On 2/22/07, David Gerard dgerard@gmail.com wrote:
The main problem with any form of archiving is that it's the busiest
pages that need it, and the busiest pages tend to be controversial. So picking how to archive them is not so much a technical matter as politics. Date-based archiving is generally tolerable to most.
This doesnt replace date based Ordered archives. Im hoping that redundancy and plenty of cross linking between Topical archives (TA) and OA will keep people from disagreeing too much with the subjectivity that will go into forming readable TA.
-Stevertigo
stvrtg wrote:
On 2/22/07, David Gerard dgerard@gmail.com wrote:
The main problem with any form of archiving is that it's the busiest
pages that need it, and the busiest pages tend to be controversial. So picking how to archive them is not so much a technical matter as politics. Date-based archiving is generally tolerable to most.
This doesnt replace date based Ordered archives. Im hoping that redundancy and plenty of cross linking between Topical archives (TA) and OA will keep people from disagreeing too much with the subjectivity that will go into forming readable TA.

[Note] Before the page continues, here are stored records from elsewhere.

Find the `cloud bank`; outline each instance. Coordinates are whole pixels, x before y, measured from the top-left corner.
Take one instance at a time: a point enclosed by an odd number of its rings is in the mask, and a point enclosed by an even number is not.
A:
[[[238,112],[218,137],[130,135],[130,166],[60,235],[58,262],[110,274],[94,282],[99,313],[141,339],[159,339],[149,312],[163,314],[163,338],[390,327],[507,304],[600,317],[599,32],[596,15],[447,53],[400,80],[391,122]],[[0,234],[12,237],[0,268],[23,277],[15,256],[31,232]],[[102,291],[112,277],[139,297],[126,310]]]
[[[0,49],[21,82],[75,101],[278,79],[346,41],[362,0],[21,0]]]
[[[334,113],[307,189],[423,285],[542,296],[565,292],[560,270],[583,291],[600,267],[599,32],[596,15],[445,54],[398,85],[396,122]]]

Refactoring was encouraged when Wikipedia was much smaller. I remember trying it on a few pages, and it was a time consuming job. No wonder it fell into disfavour. Is there a Google-like way in which every click to or from a particular section of a talk page, and the recency of its edits could be used as a measure of its importance. The topical archive could then be ordered automatically according to those measures, with the most important ones at the top. When an talk page exceeds a predetermined number of kilobytes the program would put the less important excess on archive page(s).
As long as this idea depends heavily on manpower input I can't see it going very far.